Agricultural Science and Economics
7
Colonization vs. Tunken
plain
2018-11-30T09:02:19-05:00
Shellen Wu
By the end of the nineteenth century, Japan had fully turned away from the imperial Chinese example to embrace a Western-styled imperialism, with the science and technology of mapping and surveying as the foundational tools of empire. The Sino-Japanese War (1894-95) brought forth far stronger condemnations and recrimination against the stagnation of Chinese tradition. At the same time, Japan became the source of assorted geographical and agricultural texts, which flooded into turn-of-the century China.
Late Qing officials were particularly interested in agricultural science.
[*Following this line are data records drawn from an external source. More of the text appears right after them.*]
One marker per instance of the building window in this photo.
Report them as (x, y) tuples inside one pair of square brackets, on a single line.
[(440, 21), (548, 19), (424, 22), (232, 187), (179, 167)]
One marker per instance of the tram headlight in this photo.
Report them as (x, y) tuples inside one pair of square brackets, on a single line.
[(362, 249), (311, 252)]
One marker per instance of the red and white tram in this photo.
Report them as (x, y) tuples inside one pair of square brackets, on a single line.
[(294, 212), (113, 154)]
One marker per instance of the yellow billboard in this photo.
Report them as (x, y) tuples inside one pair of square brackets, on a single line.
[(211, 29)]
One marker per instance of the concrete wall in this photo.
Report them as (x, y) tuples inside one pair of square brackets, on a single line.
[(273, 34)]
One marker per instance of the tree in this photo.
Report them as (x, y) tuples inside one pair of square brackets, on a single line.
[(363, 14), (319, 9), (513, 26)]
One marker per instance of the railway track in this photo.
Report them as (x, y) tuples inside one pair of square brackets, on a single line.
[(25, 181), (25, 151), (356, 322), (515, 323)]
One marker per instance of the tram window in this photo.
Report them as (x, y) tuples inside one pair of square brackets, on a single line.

In the 1900s, the last decade of the dynasty, the Qing state attempted to completely reform its educational and governmental structure. As part these reforms, the Qing established a Ministry of Agriculture, Industry, and Commerce and opened agricultural experimental stations. Much of the agronomic knowledge during this period came mainly from Japan and the United States. In 1906, the Ministry opened the first agricultural experiment station on 70 hectares of land outside of the Xizhi Gate, near the northwest corner of Beijing’s city walls (and now part of the Beijing Zoo). Around the same time period, provincial officials established agricultural experiment stations in all the provinces, with some provinces, like Guangdong Province, which established seven stations by 1911, opening multiple stations, as well as operating additional sericulture and forestry stations. Agricultural stations survived the collapse of the Qing dynasty in 1911. More important than the actual physical stations, the language of scientific agriculture and experimental stations proliferated in the subsequent decades and into the People’s Republic of China after its founding in 1949.